HM REVENUE & CUSTOMS has announced it has reached a final agreement with its major IT suppliers on the phased exit of the £10bn Aspire IT contract – one of the UK’s biggest single public sector tech contracts – which ends in 2017.
HMRC and IT have been uncomfortable bedfellows in recent years, with the Public Accounts Committee warning in the last parliament that its approach to computing could leave its systems in “havoc” as it seeks to replace the Apsire system. HMRC rejected that assessment at the time, stating it was “making significant progress in preparing for a smooth and effective transition” from Aspire.

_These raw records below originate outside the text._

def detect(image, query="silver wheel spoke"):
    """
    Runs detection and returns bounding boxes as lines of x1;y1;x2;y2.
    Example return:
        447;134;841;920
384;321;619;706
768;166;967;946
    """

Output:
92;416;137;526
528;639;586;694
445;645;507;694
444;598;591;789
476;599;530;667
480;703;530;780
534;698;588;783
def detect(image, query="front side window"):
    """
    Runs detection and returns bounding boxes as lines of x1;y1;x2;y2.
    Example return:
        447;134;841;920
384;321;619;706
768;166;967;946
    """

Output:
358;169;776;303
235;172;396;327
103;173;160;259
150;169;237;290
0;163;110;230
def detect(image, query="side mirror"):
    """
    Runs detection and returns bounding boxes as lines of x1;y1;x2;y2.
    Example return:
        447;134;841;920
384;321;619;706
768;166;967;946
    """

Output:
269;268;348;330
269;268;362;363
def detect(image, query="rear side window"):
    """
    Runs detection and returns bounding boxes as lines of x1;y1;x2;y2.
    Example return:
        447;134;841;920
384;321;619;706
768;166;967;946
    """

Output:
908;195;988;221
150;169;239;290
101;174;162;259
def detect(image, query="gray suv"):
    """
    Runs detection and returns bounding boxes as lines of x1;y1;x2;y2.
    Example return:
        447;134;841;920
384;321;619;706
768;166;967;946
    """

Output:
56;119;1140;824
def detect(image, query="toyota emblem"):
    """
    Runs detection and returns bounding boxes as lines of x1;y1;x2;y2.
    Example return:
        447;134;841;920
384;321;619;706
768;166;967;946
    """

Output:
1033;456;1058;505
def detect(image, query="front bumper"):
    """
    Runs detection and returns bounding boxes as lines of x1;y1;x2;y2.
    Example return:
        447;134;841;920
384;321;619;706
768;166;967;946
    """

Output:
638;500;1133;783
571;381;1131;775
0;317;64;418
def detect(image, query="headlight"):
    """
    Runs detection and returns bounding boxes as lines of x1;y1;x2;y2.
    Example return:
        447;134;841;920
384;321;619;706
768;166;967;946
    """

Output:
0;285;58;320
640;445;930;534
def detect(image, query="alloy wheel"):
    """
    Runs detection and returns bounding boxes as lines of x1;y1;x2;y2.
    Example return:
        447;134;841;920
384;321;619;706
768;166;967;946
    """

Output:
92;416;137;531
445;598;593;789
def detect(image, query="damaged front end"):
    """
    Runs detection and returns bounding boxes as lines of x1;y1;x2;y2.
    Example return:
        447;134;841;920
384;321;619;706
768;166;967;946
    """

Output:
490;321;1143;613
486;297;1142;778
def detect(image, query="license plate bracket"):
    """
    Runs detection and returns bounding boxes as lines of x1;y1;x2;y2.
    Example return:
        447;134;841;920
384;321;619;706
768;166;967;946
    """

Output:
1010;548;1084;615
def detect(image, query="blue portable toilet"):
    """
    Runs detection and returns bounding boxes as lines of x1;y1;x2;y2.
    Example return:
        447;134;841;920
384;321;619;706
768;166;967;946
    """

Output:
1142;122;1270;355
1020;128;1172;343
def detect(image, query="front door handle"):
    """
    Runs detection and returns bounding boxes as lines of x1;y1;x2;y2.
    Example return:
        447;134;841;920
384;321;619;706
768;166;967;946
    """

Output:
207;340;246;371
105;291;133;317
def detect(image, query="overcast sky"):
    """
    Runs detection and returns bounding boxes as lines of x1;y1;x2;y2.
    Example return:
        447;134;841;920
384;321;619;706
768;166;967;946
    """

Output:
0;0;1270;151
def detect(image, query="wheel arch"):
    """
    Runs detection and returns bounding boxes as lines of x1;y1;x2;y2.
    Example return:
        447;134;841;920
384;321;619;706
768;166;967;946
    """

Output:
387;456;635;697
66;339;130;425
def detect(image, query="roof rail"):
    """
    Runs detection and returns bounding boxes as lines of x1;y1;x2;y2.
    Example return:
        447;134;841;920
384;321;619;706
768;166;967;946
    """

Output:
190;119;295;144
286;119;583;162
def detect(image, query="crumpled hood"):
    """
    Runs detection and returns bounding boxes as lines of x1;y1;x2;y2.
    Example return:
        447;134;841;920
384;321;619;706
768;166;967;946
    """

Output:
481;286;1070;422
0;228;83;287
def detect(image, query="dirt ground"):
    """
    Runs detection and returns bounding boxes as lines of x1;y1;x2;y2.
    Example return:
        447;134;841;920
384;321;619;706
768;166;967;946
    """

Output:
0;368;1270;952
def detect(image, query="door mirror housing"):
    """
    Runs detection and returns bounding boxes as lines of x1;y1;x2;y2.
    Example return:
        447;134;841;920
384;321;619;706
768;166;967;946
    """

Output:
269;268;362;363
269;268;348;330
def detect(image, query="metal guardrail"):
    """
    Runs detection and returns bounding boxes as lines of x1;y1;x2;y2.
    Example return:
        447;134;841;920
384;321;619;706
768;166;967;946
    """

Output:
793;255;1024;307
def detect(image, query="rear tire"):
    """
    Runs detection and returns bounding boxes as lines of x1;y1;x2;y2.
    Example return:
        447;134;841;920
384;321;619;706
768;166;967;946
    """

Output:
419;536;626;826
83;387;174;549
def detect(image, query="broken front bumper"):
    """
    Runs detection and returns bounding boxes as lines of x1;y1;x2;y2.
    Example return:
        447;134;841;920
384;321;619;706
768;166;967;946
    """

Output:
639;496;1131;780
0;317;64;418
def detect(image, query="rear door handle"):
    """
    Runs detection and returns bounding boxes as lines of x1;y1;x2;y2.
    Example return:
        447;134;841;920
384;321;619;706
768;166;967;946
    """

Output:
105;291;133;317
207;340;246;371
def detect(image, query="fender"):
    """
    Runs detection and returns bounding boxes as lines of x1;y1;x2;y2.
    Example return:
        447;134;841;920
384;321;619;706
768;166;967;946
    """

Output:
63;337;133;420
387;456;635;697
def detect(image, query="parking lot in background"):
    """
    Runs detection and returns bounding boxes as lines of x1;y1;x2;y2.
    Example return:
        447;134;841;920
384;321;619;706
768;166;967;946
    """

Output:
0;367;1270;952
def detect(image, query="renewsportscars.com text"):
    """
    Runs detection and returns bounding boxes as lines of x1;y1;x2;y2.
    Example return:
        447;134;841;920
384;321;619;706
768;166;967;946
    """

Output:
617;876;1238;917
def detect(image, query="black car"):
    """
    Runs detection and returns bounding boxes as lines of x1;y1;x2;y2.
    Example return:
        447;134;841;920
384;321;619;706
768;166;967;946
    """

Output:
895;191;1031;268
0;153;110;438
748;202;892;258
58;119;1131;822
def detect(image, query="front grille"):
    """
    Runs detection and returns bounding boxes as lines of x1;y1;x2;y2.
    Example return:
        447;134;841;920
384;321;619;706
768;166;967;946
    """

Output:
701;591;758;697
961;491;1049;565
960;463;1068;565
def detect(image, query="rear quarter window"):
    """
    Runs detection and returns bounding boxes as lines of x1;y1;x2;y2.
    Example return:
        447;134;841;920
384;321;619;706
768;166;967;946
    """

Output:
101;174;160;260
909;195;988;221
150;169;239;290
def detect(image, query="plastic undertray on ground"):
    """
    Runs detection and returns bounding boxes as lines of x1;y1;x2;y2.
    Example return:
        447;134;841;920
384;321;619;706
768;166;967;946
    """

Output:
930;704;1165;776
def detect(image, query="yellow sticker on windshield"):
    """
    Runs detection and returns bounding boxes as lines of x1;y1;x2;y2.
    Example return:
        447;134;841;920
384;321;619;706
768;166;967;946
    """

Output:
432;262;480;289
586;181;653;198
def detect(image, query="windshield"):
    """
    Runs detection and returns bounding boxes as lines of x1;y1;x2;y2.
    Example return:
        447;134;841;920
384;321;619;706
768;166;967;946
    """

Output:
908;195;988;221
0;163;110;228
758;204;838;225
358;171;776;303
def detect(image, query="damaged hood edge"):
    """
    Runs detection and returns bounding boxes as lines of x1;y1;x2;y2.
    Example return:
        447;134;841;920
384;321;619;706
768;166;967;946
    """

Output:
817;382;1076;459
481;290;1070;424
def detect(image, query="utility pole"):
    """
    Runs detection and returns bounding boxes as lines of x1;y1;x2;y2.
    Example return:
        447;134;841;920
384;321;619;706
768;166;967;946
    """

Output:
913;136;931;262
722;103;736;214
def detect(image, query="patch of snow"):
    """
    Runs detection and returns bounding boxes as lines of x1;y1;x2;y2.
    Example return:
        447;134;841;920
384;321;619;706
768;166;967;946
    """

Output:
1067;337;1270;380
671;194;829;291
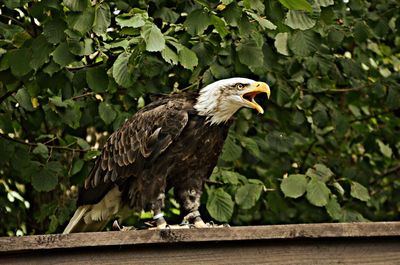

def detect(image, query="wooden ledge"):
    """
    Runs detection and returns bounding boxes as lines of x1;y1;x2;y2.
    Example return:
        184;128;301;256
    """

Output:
0;222;400;252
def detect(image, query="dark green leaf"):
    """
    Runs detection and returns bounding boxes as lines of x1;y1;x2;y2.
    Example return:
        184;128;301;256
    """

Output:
99;102;117;124
236;40;264;67
67;7;95;35
221;134;242;161
285;10;316;30
112;52;133;87
325;197;342;220
86;67;108;93
116;14;146;28
306;164;333;182
211;15;229;38
288;30;319;56
63;0;90;11
32;143;49;158
281;174;307;199
9;49;32;77
93;2;111;35
306;178;331;207
279;0;312;12
235;184;263;209
350;181;370;202
178;47;199;70
184;9;211;35
30;35;53;71
15;88;34;111
206;188;234;222
141;23;165;52
43;18;67;44
52;42;75;67
32;162;61;191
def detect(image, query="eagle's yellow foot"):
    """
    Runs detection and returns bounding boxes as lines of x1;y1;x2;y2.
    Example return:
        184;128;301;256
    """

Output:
112;220;135;231
193;216;211;228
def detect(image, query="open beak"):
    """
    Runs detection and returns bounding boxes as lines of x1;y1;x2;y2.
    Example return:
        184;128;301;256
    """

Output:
241;82;271;114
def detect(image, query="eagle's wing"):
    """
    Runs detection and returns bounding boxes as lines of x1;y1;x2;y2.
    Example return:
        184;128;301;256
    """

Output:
78;101;188;205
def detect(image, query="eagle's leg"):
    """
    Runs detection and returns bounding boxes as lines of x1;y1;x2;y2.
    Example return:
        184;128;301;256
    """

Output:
153;193;168;229
178;189;208;228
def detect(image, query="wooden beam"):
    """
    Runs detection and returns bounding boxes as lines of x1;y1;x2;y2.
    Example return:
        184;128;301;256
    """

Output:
0;222;400;252
0;222;400;265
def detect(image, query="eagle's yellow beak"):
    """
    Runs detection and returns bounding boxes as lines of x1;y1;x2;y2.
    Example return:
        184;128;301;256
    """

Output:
242;82;271;114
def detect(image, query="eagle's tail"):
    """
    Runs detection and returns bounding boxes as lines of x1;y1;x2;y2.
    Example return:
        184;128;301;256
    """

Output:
63;205;108;234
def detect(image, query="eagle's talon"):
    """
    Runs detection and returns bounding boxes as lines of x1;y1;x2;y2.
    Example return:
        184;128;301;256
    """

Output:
112;220;121;231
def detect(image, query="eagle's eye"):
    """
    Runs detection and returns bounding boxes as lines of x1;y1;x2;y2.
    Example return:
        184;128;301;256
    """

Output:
236;83;244;89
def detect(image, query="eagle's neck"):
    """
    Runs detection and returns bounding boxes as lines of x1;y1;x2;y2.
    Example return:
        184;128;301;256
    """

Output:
194;87;240;125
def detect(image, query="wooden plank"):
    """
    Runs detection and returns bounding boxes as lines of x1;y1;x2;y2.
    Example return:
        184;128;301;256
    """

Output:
0;222;400;252
0;237;400;265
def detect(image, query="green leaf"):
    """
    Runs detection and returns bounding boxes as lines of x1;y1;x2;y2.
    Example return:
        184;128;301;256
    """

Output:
285;10;316;30
235;184;263;210
86;67;108;93
221;170;246;185
248;12;277;30
31;162;61;192
376;139;393;158
93;2;111;35
29;35;53;71
15;88;34;111
325;197;343;220
43;18;67;44
63;0;90;11
140;23;165;52
161;45;179;65
211;15;229;38
288;30;319;56
99;102;117;124
221;136;242;161
178;47;199;70
183;9;211;35
274;32;289;56
350;181;370;202
278;0;312;12
51;42;75;67
236;40;264;67
32;143;49;159
112;52;133;87
306;178;331;207
47;214;60;234
315;0;335;7
240;137;262;158
306;164;334;182
115;14;146;28
9;49;32;77
66;7;95;35
353;21;369;44
206;188;234;222
71;159;85;175
281;174;307;199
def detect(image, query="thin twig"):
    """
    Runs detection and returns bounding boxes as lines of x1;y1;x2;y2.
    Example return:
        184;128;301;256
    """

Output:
300;139;318;172
70;92;95;100
350;110;394;123
0;14;25;27
0;91;17;104
0;133;88;153
381;165;400;177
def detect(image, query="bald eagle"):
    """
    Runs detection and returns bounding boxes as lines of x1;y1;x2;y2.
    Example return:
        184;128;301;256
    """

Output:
64;78;270;234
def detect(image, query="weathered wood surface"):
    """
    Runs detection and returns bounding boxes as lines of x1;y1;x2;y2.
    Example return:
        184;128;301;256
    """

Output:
0;222;400;264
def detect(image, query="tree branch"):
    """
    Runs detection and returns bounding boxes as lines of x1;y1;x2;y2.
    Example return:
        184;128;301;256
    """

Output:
0;133;89;153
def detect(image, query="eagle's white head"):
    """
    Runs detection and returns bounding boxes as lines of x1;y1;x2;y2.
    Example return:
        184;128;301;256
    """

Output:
194;77;271;124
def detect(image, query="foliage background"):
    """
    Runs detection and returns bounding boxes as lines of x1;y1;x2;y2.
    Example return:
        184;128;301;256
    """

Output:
0;0;400;236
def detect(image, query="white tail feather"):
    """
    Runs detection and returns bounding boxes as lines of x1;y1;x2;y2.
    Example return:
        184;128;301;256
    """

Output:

Last year, it emerged an outsourced IT company engaged by HMRC to provide additional capacity to tackle tax credits fraud and error fell £284.5m short of its savings target due to an IT failure that meant its 600 staff could not work for three months, while still being paid.
Synnex-Concentrix UK was hired on a payments-by-results basis with the aim of increasing the number of compliance interventions. So far, the benefits of the contract have been “lower than anticipated”, according to an assessment by the National Audit Office.
Under the agreement reached with Capgemini and Fujitsu, HMRC will complete the phased exit from the single, overarching Aspire contract by “breaking it into to a series of smaller, more flexible contracts” with existing and new suppliers. It expects that the contracts will be of interest to smaller and medium-sized companies, as well as the larger providers.
Starting next month (April), HMRC confirmed it will be going to market for a number of IT services.
The tax authority is also bringing some existing IT services and staff in-house before the end of the contract in 2017, which it says will provide stability during the phased exit from Aspire.
HMRC expects to save around 24% (£200m) a year by 2020/21 on the provision of like-for-like IT services, against a £854m total IT spend in 2014/15.
It will also be investing an additional £1.3bn over five years in its transformation programme, with the aim of making it quicker and easier for the majority of individuals and businesses to manage their tax affairs online – a key plank in the government’s Making Tax Digital drive.
HMRC’s outgoing chief executive Lin Homer said: “HMRC’s ambition is to be one of the most digitally-advanced tax authorities in the world, and the agreement we have reached to exit the Aspire contract brings that a huge step closer.
“Our new approach enables HMRC to secure the adaptable, cutting-edge IT services we need to transform our services to customers and modernise the way we work, at much better value for money for the taxpayer.”